Two Canadian women detained in Somaliland since January have been freed, according to sources.

Maymona Abdi, 28, and Karima Watts, 23, were arrested more than three months ago in Hargeisa, the most populous city in the self-declared state in the Horn of Africa.

They had faced the prospect of 40 lashes each as part of a sentence handed down after they were convicted of consuming alcohol, which is forbidden there. The women had disputed the charge, saying they were innocent, and no alcohol was found in the house where they were arrested.

The Hargeisa District Court also sentenced them to 2½ months in prison.

Reports of their release come just days after The Globe and Mail published a story detailing their detention and flogging sentence as well as a plea from Ms. Abdi’s mother, Fahima Hassan, for Canada to secure their release.

The pair had travelled to Somaliland, where their families are from, to help local women facing persecution.

Somaliland proclaimed independence from Somalia in 1991, but its sovereignty remains unrecognized by the international community.

Ayan Mahamoud, a representative of Somaliland to the United Kingdom and the Commonwealth, told The Globe in an interview Tuesday that the women have been released from jail.

She also announced the development on Twitter. “Very happy to inform you all that both the girls … are released and case was dropped.”

The two Canadians had been held in the women’s section of the Koodbuur Police Station in Hargeisa.

Guleid Ahmed Jama, a human rights lawyer in Somaliland, also confirmed their release.
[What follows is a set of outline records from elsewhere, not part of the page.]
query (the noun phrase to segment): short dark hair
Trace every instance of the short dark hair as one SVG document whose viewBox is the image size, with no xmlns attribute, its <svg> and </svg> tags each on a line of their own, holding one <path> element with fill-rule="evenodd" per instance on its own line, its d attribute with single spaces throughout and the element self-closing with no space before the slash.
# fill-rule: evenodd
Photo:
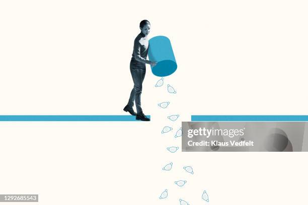
<svg viewBox="0 0 308 205">
<path fill-rule="evenodd" d="M 145 25 L 146 24 L 149 24 L 150 25 L 151 25 L 149 23 L 149 22 L 147 20 L 142 20 L 141 22 L 140 22 L 140 24 L 139 24 L 139 26 L 140 28 L 143 28 L 143 27 L 144 26 L 144 25 Z"/>
</svg>

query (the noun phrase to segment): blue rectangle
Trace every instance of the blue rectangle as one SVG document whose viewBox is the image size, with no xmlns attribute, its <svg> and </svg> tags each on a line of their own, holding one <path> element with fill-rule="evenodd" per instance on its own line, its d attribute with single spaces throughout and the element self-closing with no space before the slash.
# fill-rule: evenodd
<svg viewBox="0 0 308 205">
<path fill-rule="evenodd" d="M 150 118 L 150 116 L 146 116 Z M 129 115 L 0 115 L 0 121 L 140 121 Z"/>
<path fill-rule="evenodd" d="M 307 122 L 306 115 L 192 115 L 192 121 Z"/>
</svg>

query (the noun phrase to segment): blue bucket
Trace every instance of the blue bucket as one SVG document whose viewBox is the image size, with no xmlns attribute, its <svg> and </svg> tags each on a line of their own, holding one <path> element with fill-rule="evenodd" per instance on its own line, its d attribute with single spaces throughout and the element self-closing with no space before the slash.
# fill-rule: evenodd
<svg viewBox="0 0 308 205">
<path fill-rule="evenodd" d="M 165 77 L 175 72 L 178 65 L 169 39 L 163 36 L 156 36 L 150 39 L 148 43 L 148 59 L 157 62 L 155 66 L 150 66 L 153 74 Z"/>
</svg>

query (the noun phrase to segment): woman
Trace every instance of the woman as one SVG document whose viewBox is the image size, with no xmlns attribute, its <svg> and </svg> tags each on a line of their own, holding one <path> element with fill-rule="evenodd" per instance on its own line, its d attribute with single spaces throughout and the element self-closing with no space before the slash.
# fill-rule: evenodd
<svg viewBox="0 0 308 205">
<path fill-rule="evenodd" d="M 130 73 L 134 81 L 134 87 L 130 92 L 128 103 L 123 110 L 129 112 L 131 115 L 136 116 L 136 120 L 149 121 L 142 112 L 141 108 L 140 96 L 142 89 L 142 82 L 145 76 L 145 64 L 156 65 L 157 62 L 146 60 L 148 50 L 148 35 L 150 25 L 148 21 L 143 20 L 139 25 L 140 33 L 137 36 L 134 41 L 134 49 L 132 57 L 130 60 Z M 132 107 L 135 101 L 137 113 L 135 113 Z"/>
</svg>

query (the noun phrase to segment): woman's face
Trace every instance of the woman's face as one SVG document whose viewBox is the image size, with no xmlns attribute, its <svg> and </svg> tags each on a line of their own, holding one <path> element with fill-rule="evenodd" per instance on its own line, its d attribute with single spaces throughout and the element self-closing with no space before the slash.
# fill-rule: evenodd
<svg viewBox="0 0 308 205">
<path fill-rule="evenodd" d="M 149 30 L 151 26 L 149 24 L 145 24 L 143 28 L 140 27 L 141 32 L 145 36 L 147 36 L 149 33 Z"/>
</svg>

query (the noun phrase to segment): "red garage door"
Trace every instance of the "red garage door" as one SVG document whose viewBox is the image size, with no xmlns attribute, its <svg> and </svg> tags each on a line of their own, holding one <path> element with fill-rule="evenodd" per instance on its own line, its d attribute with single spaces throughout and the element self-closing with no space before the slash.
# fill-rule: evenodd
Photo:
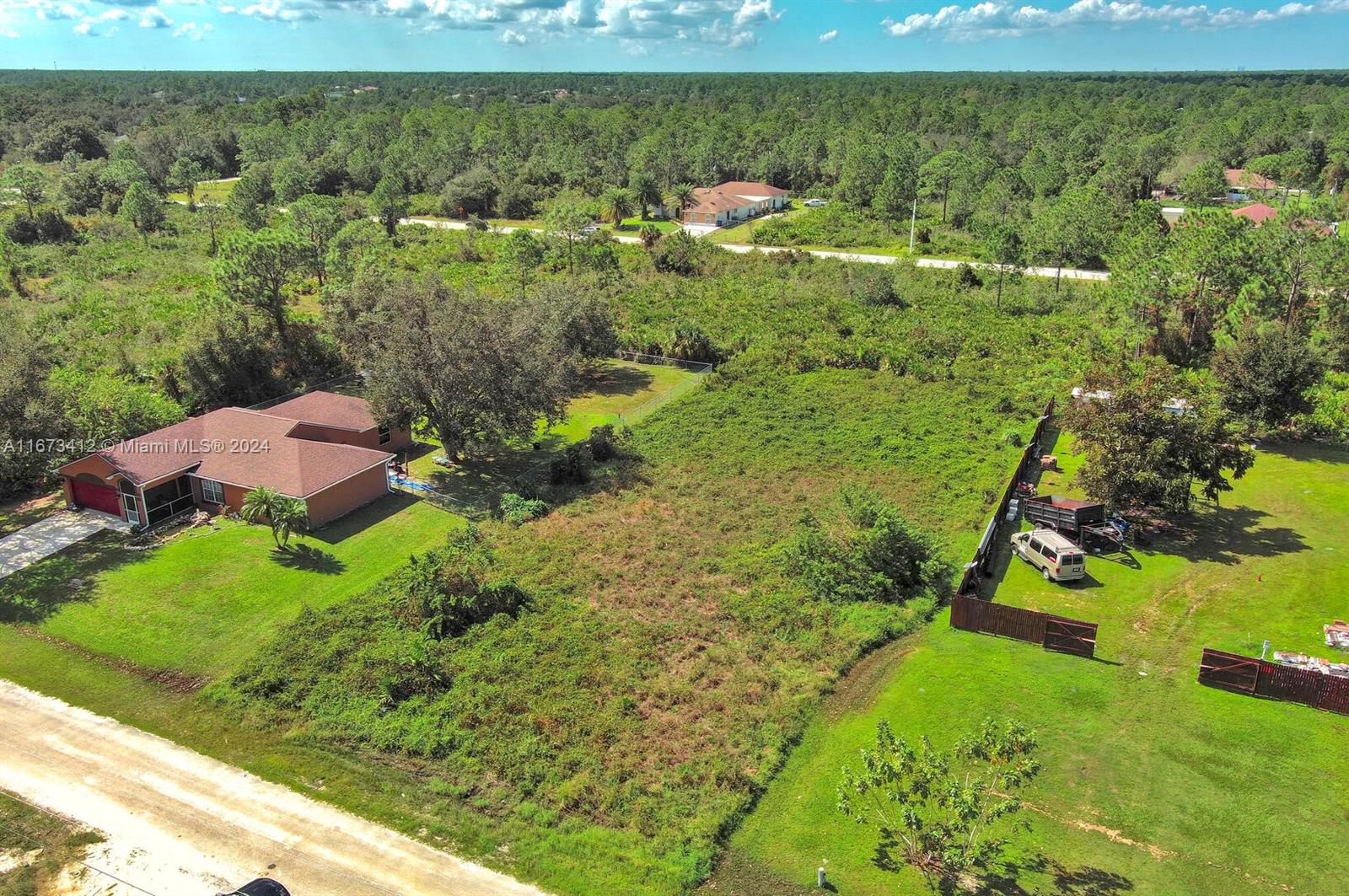
<svg viewBox="0 0 1349 896">
<path fill-rule="evenodd" d="M 80 482 L 78 479 L 70 484 L 76 503 L 81 507 L 101 510 L 115 517 L 121 515 L 121 501 L 117 498 L 117 490 L 112 486 L 101 486 L 96 482 Z"/>
</svg>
In early April, the women were set to be flogged and released – they had already served enough jail time – but authorities launched an appeal seeking a harsher sentence.
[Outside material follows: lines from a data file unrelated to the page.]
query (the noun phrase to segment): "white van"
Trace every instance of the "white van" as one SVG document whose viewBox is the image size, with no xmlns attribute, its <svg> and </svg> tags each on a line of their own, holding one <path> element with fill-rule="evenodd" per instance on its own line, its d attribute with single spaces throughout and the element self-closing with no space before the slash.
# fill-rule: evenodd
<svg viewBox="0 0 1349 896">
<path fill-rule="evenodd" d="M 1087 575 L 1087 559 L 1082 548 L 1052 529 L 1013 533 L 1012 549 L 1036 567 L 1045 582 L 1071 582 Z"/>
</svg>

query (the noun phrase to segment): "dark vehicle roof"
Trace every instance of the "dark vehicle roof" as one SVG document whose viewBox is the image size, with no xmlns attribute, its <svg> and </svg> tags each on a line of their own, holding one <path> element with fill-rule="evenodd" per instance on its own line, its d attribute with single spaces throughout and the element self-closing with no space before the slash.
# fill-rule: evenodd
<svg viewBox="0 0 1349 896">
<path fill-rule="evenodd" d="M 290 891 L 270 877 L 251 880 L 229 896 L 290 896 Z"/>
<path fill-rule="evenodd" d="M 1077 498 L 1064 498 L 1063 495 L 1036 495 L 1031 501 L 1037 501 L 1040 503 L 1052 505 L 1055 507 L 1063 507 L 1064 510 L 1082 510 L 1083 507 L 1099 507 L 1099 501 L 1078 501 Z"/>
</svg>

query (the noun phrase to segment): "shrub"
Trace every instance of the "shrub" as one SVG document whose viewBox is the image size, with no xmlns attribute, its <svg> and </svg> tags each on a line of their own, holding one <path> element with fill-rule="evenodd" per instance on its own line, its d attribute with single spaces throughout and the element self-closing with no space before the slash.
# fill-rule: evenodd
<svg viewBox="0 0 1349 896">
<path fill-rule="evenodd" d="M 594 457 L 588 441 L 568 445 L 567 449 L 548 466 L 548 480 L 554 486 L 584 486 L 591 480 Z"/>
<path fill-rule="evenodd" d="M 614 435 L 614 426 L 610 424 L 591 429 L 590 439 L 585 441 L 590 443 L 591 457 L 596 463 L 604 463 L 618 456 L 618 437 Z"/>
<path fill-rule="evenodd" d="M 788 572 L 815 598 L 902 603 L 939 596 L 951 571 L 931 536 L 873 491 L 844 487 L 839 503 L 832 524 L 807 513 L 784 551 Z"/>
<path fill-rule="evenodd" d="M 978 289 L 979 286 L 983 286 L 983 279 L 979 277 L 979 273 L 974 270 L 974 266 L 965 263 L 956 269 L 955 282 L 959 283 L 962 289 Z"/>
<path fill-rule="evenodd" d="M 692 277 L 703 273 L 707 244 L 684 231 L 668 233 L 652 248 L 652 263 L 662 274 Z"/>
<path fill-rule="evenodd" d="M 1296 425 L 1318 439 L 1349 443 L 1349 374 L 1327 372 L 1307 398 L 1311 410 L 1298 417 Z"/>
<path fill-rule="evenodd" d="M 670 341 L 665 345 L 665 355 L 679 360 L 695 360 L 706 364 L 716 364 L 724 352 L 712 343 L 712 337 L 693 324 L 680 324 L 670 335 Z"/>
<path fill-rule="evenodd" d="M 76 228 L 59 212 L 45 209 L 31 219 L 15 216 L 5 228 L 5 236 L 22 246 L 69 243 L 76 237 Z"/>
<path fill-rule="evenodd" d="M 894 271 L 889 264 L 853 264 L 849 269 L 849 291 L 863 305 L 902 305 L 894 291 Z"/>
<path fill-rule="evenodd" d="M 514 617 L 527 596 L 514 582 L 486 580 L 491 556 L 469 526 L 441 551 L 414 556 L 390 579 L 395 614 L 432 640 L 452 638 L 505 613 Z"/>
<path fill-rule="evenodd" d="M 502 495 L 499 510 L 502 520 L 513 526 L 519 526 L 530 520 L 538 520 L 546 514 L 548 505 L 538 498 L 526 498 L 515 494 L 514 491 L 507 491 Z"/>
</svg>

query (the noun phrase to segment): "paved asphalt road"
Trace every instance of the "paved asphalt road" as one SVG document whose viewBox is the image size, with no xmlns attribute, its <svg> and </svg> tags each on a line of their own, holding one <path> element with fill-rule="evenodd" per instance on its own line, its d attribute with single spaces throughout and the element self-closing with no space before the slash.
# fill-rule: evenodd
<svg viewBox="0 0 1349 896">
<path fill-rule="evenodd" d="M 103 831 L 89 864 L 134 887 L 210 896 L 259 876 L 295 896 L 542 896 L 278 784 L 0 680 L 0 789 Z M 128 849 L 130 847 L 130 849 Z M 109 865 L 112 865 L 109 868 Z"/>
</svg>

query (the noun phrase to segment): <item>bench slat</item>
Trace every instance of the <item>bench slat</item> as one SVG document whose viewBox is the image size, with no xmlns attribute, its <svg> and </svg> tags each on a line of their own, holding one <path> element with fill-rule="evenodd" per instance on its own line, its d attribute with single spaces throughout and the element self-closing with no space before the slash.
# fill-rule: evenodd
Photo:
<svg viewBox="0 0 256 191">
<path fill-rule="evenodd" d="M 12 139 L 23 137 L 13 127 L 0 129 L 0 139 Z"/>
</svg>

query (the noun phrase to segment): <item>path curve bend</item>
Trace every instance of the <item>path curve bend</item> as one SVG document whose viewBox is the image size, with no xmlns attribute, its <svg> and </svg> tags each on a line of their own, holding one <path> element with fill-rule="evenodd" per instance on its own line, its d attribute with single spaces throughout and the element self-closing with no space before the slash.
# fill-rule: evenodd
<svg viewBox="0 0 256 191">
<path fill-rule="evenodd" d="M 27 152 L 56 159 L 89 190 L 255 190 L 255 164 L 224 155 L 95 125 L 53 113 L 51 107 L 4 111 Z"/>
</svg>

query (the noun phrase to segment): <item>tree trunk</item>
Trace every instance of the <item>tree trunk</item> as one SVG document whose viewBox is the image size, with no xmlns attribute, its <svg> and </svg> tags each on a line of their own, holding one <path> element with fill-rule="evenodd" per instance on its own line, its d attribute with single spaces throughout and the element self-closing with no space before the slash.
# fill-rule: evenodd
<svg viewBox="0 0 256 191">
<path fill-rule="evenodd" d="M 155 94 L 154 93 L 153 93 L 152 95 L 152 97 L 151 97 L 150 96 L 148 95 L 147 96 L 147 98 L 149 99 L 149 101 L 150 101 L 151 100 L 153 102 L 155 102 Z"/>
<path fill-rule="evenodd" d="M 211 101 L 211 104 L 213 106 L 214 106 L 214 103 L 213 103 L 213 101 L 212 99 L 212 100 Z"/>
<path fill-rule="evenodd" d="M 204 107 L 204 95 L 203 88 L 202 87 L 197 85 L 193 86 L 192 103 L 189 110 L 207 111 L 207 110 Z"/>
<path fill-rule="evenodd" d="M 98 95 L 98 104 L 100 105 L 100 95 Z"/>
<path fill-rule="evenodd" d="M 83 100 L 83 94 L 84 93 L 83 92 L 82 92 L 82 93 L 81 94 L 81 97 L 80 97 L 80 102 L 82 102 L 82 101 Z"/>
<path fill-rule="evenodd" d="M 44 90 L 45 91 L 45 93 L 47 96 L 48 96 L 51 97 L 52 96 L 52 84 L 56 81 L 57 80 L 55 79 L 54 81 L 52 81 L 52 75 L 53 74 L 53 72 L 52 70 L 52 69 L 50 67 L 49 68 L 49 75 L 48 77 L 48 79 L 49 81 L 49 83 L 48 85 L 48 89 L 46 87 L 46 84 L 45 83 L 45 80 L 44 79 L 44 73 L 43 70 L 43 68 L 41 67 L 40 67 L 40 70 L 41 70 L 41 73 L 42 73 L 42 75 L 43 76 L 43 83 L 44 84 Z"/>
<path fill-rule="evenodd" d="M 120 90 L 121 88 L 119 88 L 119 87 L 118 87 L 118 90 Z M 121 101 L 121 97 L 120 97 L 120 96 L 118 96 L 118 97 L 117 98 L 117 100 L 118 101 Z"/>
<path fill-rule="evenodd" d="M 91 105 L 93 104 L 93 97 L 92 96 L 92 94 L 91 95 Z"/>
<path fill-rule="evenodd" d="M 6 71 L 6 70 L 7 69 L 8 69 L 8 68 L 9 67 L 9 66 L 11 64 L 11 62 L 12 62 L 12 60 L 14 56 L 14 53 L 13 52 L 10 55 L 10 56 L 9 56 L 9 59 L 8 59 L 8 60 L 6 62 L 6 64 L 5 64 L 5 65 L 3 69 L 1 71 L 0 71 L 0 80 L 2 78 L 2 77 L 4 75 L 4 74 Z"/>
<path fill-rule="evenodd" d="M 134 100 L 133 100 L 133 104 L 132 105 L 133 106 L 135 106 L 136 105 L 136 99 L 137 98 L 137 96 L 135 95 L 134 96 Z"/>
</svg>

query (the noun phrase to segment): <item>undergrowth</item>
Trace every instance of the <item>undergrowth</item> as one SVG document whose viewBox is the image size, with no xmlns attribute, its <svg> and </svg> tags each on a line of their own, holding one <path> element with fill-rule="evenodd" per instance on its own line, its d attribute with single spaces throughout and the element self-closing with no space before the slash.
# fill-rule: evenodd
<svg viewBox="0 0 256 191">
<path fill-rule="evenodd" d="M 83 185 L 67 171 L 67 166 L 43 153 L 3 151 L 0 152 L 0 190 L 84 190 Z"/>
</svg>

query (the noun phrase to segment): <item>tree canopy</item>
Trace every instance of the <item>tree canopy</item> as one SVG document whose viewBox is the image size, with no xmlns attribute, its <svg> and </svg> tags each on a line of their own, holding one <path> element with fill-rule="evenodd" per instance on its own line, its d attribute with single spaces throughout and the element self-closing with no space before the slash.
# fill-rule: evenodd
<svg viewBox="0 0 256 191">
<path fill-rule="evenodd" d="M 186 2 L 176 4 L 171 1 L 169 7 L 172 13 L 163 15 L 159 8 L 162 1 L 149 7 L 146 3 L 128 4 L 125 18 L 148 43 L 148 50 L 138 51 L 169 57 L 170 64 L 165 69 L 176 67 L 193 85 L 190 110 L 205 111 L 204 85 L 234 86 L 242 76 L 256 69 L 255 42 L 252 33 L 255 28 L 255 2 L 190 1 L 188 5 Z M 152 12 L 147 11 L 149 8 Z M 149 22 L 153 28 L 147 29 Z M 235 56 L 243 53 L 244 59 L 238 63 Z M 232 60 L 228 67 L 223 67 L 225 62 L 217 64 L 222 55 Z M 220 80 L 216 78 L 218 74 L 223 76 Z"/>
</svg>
Mr. Jama said the office of the Attorney-General in Somaliland has withdrawn the appeal, and the lashing portion of the sentence was not quashed but was nevertheless not administered.

Jason Jeremias, a New York-based civil-rights activist with an organization called Price of Silence, who first contacted The Globe about the detained Canadians, said he remains concerned for the safety of Somaliland lawyer Mubarik Mohamoud, who represented the women.
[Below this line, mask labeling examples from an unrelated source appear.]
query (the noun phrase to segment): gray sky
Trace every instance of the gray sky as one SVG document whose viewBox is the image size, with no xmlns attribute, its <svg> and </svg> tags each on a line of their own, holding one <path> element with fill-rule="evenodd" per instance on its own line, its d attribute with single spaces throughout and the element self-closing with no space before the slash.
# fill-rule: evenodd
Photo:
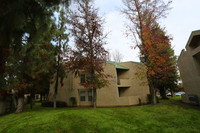
<svg viewBox="0 0 200 133">
<path fill-rule="evenodd" d="M 106 21 L 105 32 L 111 32 L 105 47 L 111 53 L 118 50 L 124 56 L 123 61 L 139 61 L 138 49 L 131 49 L 134 43 L 124 35 L 127 20 L 120 13 L 122 6 L 122 0 L 95 0 L 95 7 Z M 200 0 L 174 0 L 171 7 L 167 18 L 160 22 L 173 37 L 172 46 L 179 56 L 191 32 L 200 29 Z"/>
</svg>

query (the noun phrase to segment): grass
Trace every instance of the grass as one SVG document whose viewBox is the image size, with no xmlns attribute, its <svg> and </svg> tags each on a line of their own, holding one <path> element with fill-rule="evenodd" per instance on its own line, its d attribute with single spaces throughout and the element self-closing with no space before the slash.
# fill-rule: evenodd
<svg viewBox="0 0 200 133">
<path fill-rule="evenodd" d="M 179 97 L 178 97 L 179 98 Z M 176 97 L 176 100 L 178 99 Z M 1 133 L 199 133 L 200 112 L 170 100 L 123 108 L 26 107 L 0 117 Z"/>
</svg>

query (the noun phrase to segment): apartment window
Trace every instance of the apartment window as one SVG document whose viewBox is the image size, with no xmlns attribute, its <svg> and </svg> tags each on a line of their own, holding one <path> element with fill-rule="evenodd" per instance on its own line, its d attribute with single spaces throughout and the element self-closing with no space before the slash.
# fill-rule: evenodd
<svg viewBox="0 0 200 133">
<path fill-rule="evenodd" d="M 92 101 L 92 90 L 88 91 L 88 101 Z"/>
<path fill-rule="evenodd" d="M 85 91 L 80 91 L 80 101 L 85 101 Z"/>
<path fill-rule="evenodd" d="M 81 84 L 85 83 L 85 74 L 81 74 Z"/>
</svg>

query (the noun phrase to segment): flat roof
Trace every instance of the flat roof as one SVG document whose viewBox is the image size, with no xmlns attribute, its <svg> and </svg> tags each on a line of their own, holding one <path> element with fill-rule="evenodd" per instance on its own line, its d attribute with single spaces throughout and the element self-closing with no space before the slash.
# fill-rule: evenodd
<svg viewBox="0 0 200 133">
<path fill-rule="evenodd" d="M 129 68 L 119 65 L 118 63 L 116 63 L 114 61 L 106 61 L 106 63 L 114 65 L 116 69 L 129 70 Z"/>
</svg>

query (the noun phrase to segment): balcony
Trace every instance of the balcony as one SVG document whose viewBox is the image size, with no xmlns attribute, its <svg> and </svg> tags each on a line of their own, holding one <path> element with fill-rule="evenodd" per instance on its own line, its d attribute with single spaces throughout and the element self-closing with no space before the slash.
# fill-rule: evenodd
<svg viewBox="0 0 200 133">
<path fill-rule="evenodd" d="M 130 87 L 130 86 L 131 86 L 131 83 L 130 83 L 129 78 L 126 78 L 126 79 L 118 79 L 118 80 L 117 80 L 117 85 L 118 85 L 118 87 Z"/>
</svg>

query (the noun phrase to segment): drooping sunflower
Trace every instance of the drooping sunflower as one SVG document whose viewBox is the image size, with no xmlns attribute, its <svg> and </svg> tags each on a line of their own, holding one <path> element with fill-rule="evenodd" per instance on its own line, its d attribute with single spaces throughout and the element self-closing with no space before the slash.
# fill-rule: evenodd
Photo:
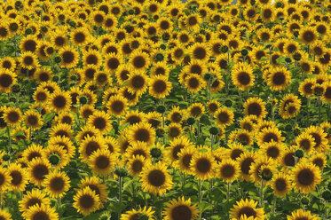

“The risk to his person is immediate and concerning,” Mr. Jeremias said.

He said he fears the community in Hargeisa will retaliate against Mr. Mohamoud for defending the women in a case that has drawn international attention.

Ms. Watts is a former resident of Richmond, B.C., where she maintains a residence, and Ms. Abdi most recently lived in Vancouver.

The Globe spoke briefly with Ms. Abdi by telephone last week when she was still imprisoned. She said the conditions she and Ms. Watts faced were horrible. They were kept in a room with other women, where prisoners suffer from insect bites, dehydration and insomnia.

Ms. Abdi said the police beat her and Ms. Watts.

“There is a lot of abuse going on,” she said from the police station. “They insult us every day. They say, ‘You whores.’ “

She said she suffered a bad bout of pneumonia at one point. “I got really sick in here. I thought I was going to die. They don’t give us doctors in here.”

She said the jail was stifling and that she was suffering from the trauma of her incarceration. “You can’t get air in here,” she said. “I am so damaged mentally. I am going to come out [of here] a different person.”

On Tuesday the Canadian government confirmed the women’s release in a statement: “Global Affairs Canada is aware that two Canadian citizens have been released in Somalia. The Government of Canada is engaged in these cases and providing consular assistance.” (Canada does not recognize Somaliland as a separate country, instead characterizing it as “a self-declared republic seeking independence.”)

Canada explicitly warns its citizens to “avoid all travel” to Somaliland and Somalia on its travel advisory website. It warns Canadians that they are at risk of being detained for ransom. “Foreigners are at very high risk of being kidnapped throughout Somalia, including in Somaliland. Several Westerners, including humanitarian workers, have been kidnapped,” the website says.